Sure, Def, Dumb & Blonde is a fluffy pop confection that doesn't claim to be anything else, but it is a pure delight seeing the Chapman-produced Harry-Stein tracks out-kick the Thompson Twins crap this album was built around and how this album was a necessary step in getting Blondie back together.

In fact, Chris Stein's "Lovelight" is a stylistic tour de force that makes you wonder how long he's been holding onto such a track and which Blondie album it could have saved (The Hunter, perhaps?).


Danny Wilde - Danny Wilde

In those pre-internet days of the late 1980's, when bands got dropped, unless you were very tenacious in keeping up with their careers, you never knew what happened to them.

Thus, when power pop act Great Buildings disappeared in the early '80s after one album for Columbia, this fan was left to wonder what happened to its members until a copy of this album landed in the cut-out bins alongside a copy of his previous Geffen release, Any Man's Hunger.
Considering that I would also find his very first solo record, The Boyfriend, in yet another cut-out bin a week or so later, I not only caught up on Wilde's activities for the past seven years, but I also procured his entire solo output (three albums) for the princely sum of $8.

Considering that acts like Henry Lee Summer and other heartland rockers were all over the charts in those days, one is left wondering how the hell Danny Wilde (the album) failed to even chart.
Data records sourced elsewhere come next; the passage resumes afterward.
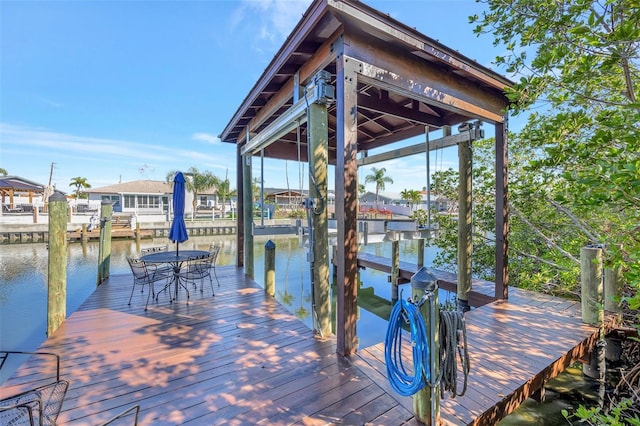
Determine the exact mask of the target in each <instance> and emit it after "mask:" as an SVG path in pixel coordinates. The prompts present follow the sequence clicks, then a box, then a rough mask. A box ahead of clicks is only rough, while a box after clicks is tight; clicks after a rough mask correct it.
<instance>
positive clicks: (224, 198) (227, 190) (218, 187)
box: [218, 169, 237, 218]
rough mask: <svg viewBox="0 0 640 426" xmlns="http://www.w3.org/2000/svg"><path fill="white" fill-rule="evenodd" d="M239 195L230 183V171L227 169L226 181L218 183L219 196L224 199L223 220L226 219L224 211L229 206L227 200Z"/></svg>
mask: <svg viewBox="0 0 640 426" xmlns="http://www.w3.org/2000/svg"><path fill="white" fill-rule="evenodd" d="M236 194H237V192H236V190H235V189H233V190H232V189H231V183H230V182H229V169H227V171H226V173H225V175H224V180H222V181H220V182H218V196H219V197H220V198H222V218H225V215H224V211H225V208H226V205H227V198H229V197H234V196H235V195H236Z"/></svg>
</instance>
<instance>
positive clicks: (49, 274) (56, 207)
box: [47, 192, 67, 336]
mask: <svg viewBox="0 0 640 426" xmlns="http://www.w3.org/2000/svg"><path fill="white" fill-rule="evenodd" d="M48 275H49V283H48V292H47V336H51V334H53V332H54V331H56V329H57V328H58V327H59V326H60V324H62V323H63V322H64V320H65V318H66V317H67V199H66V198H65V196H64V195H62V194H61V193H59V192H56V193H54V194H53V195H52V196H51V197H49V274H48Z"/></svg>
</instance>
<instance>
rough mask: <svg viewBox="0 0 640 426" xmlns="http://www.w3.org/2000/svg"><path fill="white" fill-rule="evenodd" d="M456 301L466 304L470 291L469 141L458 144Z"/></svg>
mask: <svg viewBox="0 0 640 426" xmlns="http://www.w3.org/2000/svg"><path fill="white" fill-rule="evenodd" d="M458 163H459V165H458V167H459V174H460V181H459V184H458V301H462V303H463V304H466V305H468V301H469V293H470V292H471V252H472V242H471V176H472V170H471V167H472V166H471V142H470V141H469V140H467V141H465V142H461V143H459V144H458Z"/></svg>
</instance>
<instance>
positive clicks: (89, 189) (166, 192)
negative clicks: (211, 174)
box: [83, 180, 216, 195]
mask: <svg viewBox="0 0 640 426" xmlns="http://www.w3.org/2000/svg"><path fill="white" fill-rule="evenodd" d="M83 192H85V193H87V194H114V195H116V194H163V195H164V194H166V195H170V194H172V193H173V188H172V186H171V184H169V183H167V182H164V181H161V180H134V181H131V182H123V183H117V184H115V185H108V186H102V187H100V188H88V189H85V190H83ZM215 193H216V190H215V188H210V189H207V190H206V191H200V192H198V195H214V194H215Z"/></svg>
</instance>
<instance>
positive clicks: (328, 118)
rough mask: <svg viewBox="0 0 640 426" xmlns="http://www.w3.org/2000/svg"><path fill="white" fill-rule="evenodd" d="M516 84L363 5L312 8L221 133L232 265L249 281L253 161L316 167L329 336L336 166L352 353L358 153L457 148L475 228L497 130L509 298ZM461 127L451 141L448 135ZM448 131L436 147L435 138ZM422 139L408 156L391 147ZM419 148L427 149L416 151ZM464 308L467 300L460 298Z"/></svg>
mask: <svg viewBox="0 0 640 426" xmlns="http://www.w3.org/2000/svg"><path fill="white" fill-rule="evenodd" d="M511 84H512V83H511V82H510V81H509V80H507V79H506V78H504V77H502V76H500V75H499V74H497V73H495V72H493V71H491V70H490V69H488V68H486V67H483V66H482V65H479V64H478V63H476V62H474V61H472V60H470V59H469V58H467V57H465V56H464V55H462V54H460V53H458V52H457V51H454V50H452V49H449V48H448V47H446V46H444V45H442V44H441V43H439V42H437V41H435V40H433V39H431V38H429V37H427V36H426V35H424V34H421V33H420V32H418V31H416V30H415V29H413V28H409V27H407V26H406V25H404V24H402V23H400V22H398V21H396V20H394V19H393V18H391V17H389V16H388V15H387V14H384V13H381V12H379V11H377V10H375V9H373V8H371V7H369V6H367V5H366V4H364V3H362V2H360V1H356V0H316V1H313V2H312V4H311V5H310V6H309V8H308V10H307V11H306V12H305V14H304V15H303V17H302V19H301V21H300V22H299V23H298V24H297V25H296V27H295V28H294V30H293V32H292V33H291V35H290V36H289V37H288V38H287V40H286V42H285V43H284V45H283V46H282V47H281V48H280V50H279V51H278V53H277V54H276V55H275V57H274V58H273V60H272V61H271V63H270V64H269V66H268V67H267V68H266V69H265V71H264V72H263V74H262V75H261V77H260V78H259V79H258V81H257V82H256V84H255V85H254V87H253V88H252V89H251V91H250V92H249V94H248V95H247V96H246V98H245V99H244V101H243V102H242V104H241V105H240V107H239V108H238V110H237V111H236V112H235V114H234V115H233V117H232V118H231V120H230V121H229V123H228V124H227V125H226V127H225V128H224V130H223V132H222V133H221V135H220V138H221V140H222V141H224V142H229V143H234V144H236V146H237V176H238V178H237V188H238V203H239V205H238V212H239V214H238V233H237V239H238V244H237V247H238V252H237V259H236V265H237V266H238V267H243V266H244V268H245V272H246V274H247V275H249V276H251V277H253V235H252V214H253V211H252V208H253V206H252V201H251V200H252V194H251V191H252V176H251V173H252V159H253V158H254V157H256V156H257V157H266V158H278V159H289V160H297V159H298V158H300V159H301V161H305V162H308V163H309V170H310V183H309V188H310V190H309V192H310V201H309V204H310V205H309V206H308V208H309V209H310V211H312V212H313V226H314V235H315V243H314V244H313V257H312V259H313V260H312V261H313V262H314V272H313V275H314V276H313V278H312V281H313V282H314V300H315V306H314V309H315V310H316V312H314V314H316V315H317V317H318V318H319V323H318V325H317V329H318V331H319V332H320V333H322V334H325V333H326V334H328V333H330V332H331V331H330V330H331V328H330V321H329V319H330V315H331V313H330V297H329V292H330V287H329V273H328V271H329V264H328V263H329V261H328V253H327V252H328V242H327V240H328V238H327V233H328V232H327V213H326V210H327V209H326V204H327V203H326V200H327V179H328V177H327V168H328V165H329V164H332V165H334V166H335V212H336V213H335V218H336V221H337V228H338V238H337V240H338V246H337V250H336V264H337V312H336V313H335V316H336V318H337V323H336V334H337V351H338V352H339V353H341V354H344V355H351V354H353V353H354V352H355V351H356V349H357V334H356V312H357V252H358V245H357V215H358V210H357V206H358V199H357V197H358V173H357V169H358V165H359V164H368V163H367V161H372V160H371V157H368V158H361V159H358V155H357V154H358V153H359V152H365V153H366V152H367V151H368V150H370V149H373V148H380V147H387V146H388V147H389V150H388V151H387V152H385V153H384V154H378V159H379V160H381V159H383V158H384V159H391V158H396V157H399V156H403V155H410V154H413V153H416V152H420V150H422V152H425V150H427V149H428V150H433V149H436V148H441V147H443V146H452V145H458V150H459V157H460V175H461V181H460V187H461V197H460V200H459V203H460V209H461V214H462V216H461V217H462V222H466V221H469V223H470V218H471V213H470V212H471V201H470V196H469V193H470V191H469V190H467V189H465V188H468V187H469V185H470V181H471V172H470V169H471V151H470V143H471V141H472V140H473V139H477V138H478V137H480V131H479V129H478V127H479V126H478V125H477V123H478V122H484V123H488V124H492V125H493V126H494V128H495V148H496V162H495V178H496V200H495V207H496V228H495V234H496V253H495V260H496V269H495V275H496V280H495V297H496V298H497V299H505V298H507V282H508V271H507V234H508V220H507V218H508V215H507V122H508V116H507V114H506V112H505V111H506V110H507V107H508V99H507V98H506V96H505V94H504V90H505V89H506V88H507V87H509V86H510V85H511ZM451 127H454V128H456V127H457V128H458V129H459V133H457V134H454V135H452V134H451V132H450V131H449V129H450V128H451ZM440 129H444V130H443V137H442V138H441V139H440V140H438V141H429V133H430V132H432V131H435V130H440ZM420 135H426V140H427V142H426V143H424V142H423V143H422V144H419V145H418V146H413V147H408V148H397V147H394V145H393V144H394V143H397V142H401V141H406V140H407V139H408V138H412V137H416V136H420ZM420 145H421V146H420ZM460 234H461V235H460V238H459V253H462V254H461V258H459V267H458V286H459V288H460V287H462V288H466V292H468V291H469V289H470V280H471V278H470V270H471V262H470V251H471V235H470V227H467V228H465V229H464V232H461V233H460ZM458 294H459V297H462V299H464V297H465V293H464V292H462V293H461V292H460V290H459V291H458Z"/></svg>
Sure, the songs will never appeal to the Pazz and Jop crowd, but if a tune like "California Sunshine" (that, with lines like "Go to jail, make bail, have another cocktail", celebrated '80s Cali debauchery in all its wholesome glory) doesn't at least dent the Top 40, then something is definitely wrong with this picture.

I'll be the first to admit that I skip right past "Velvet Chains" every time - not because it's an awful song, but because its chorus sticks in my head for months afterwards. I can't even risk posting the song here for fear of that sticky hook burrowing its way into my head.

The rest of the album is as solid as it gets though, but good luck hearing for yourself, as this album isn't on Spotify and not all tracks can be found on YouTube.

Perhaps try your local cut-out bin. :)


Hoodoo Gurus - Magnum Cum Louder

Beginning with 1984's Stoneage Romeos, one would listen to a Hoodoo Gurus record and marvel at the stunning pop craftsmanship, the flawless production, the spirited performances, and think that there was no way the same band could surpass it, then they'd release Mars Needs Guitars and prove themselves capable of improving upon perfection.

Third album Blow Your Cool saw Elektra looking for ways to sneak the band into the Top 40, like inviting the Bangles to sing back-up on "Good Times" and "Party Machine", but all that did was get the band dropped when it didn't work.

Oh, it did one more thing by firing the band up to make one more damn perfect album in Magnum Cum Louder; a record whose only mistake was being released in the States by RCA Records.

The lead-off cut "Come Anytime" is the sort of song that guys like Burt Bacharach dream about writing, yet, despite a shit-ton of modern rock radio airplay, didn't chart as a commercial pop single.

That's right, it didn't even chart, leading the band them,selves to ask by album's end "Where's That Hit?"


Chris Isaak - Heart Shaped World

At the time of this album's release, I wasn't what you might call a Chris Isaak fan, but I appreciated what he was trying to do on his self-titled debut effort and made a mental note to keep up with his new music.

To my ears, Isaak had arrived almost fully developed on his first record while his second record actually managed to fulfill any leftover promise from the first, leaving him with nothing to do on his third album but repeat himself, right?

Wrong.

Turns out Mr. Isaak wasn't as much of a one-trick pony as we suspected and actually managed to write one of the great songs of the 20th century, "Wicked Game".

Remove "Wicked Game" from this album and Chris Isaak's career goes a completely different direction, but that's no fault of Isaak, who wrote his fucking ass off for this record and, for once, the world actually listened.